Buz Pateninde Hakem Değerlendirmelerinin Genellenebilirlik Kuramı ve Rasch Modeli İle İncelenmesi
Abstract
The purpose of this study is to compare Generalizability Theory and Many Facet Rasch
Measurement Model based on estimated parameters from raters’ assessment scores that
obtained from Ice Skating World Championships. More advantageous, more
informative and more operative theory has aimed to investigated in real (authentic) data.
Also, consistency of information which generated from those two theories were
investigated. In generalizability theory; crossed designs (skaterxjudgextask), decision
studies in these designs were compared in this study. In this process, validity of decision
studies has been examined. In addition to this, detailed information have acquired for
each facet by using many facet Rasch measurement model. 397 ice skaters who performed in Ice Skating World Championships between 2006 and
2011 and 189 raters who judged them in these competitions were consisted research group. Raters’ assessments which obtained from singles (men and women) and pairs competition in five program component were used as a research data. Data were analyzed based on designs that are appropriate for generalizability theory and many facet rasch measurement models. For generalizability theory analyses EduG (Swiss Society for Research in Education Working Group, 2010) and for many facet Rasch measurement model analyses FACETS programs were used. As a result of generalizability analyses, variances due to skaters were too high. Skaters’ variances were found between 76.6%-94.4% of the total variances for all years and groups. According to Rasch analysis, the reliability of skater ranges between .99 and 1.0. So, in the measurement of the ice skating performances, differences between skaters in five program components were identified.
Variances due to interactions between skatersxraters in all years and groups were found between 2.8%-14.4% of the total variances. In Rasch model, bias analyses were provided similar results (2.8%-13.7%). According to generalizability analyses, the generalizability and reliability coefficients
were between .98-1.00 in the 2006-2008 competitions. Decision studies were conducted
for changing raters’ number from 12 to 9. Decision studies’ results showed that
generalizability (.98-1.00) and reliability coefficients (.98-.99) were not decreasing. In
addition to this, absolute and relative error variances were not increasing so much.

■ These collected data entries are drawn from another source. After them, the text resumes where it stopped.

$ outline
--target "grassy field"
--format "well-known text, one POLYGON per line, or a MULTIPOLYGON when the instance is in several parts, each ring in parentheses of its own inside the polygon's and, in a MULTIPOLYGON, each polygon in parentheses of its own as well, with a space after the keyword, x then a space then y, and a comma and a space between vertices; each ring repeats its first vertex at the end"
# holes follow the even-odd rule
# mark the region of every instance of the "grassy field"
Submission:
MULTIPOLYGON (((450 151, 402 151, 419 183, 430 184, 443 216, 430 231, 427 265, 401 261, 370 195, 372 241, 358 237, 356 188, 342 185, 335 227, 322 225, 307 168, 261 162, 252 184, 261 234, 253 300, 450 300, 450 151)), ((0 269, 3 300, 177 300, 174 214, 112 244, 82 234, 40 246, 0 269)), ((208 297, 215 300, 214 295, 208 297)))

Generalizability and reliability coefficients (.98-.99) were high for competitions
between 2009 and 2011 in all groups. In these years, raters number were 9 and decision
studies were conducted for 12 raters. As a result, increasing the number of raters were
not change the generalizability and reliability coefficients. These results were indicating
the validity of D-studies.
Both methods provide the information in different levels (group level statistics and
individual level statistics). They had different advantageous and they complement each
other. So, it is beneficial to use both methods in multi-faceted conditions.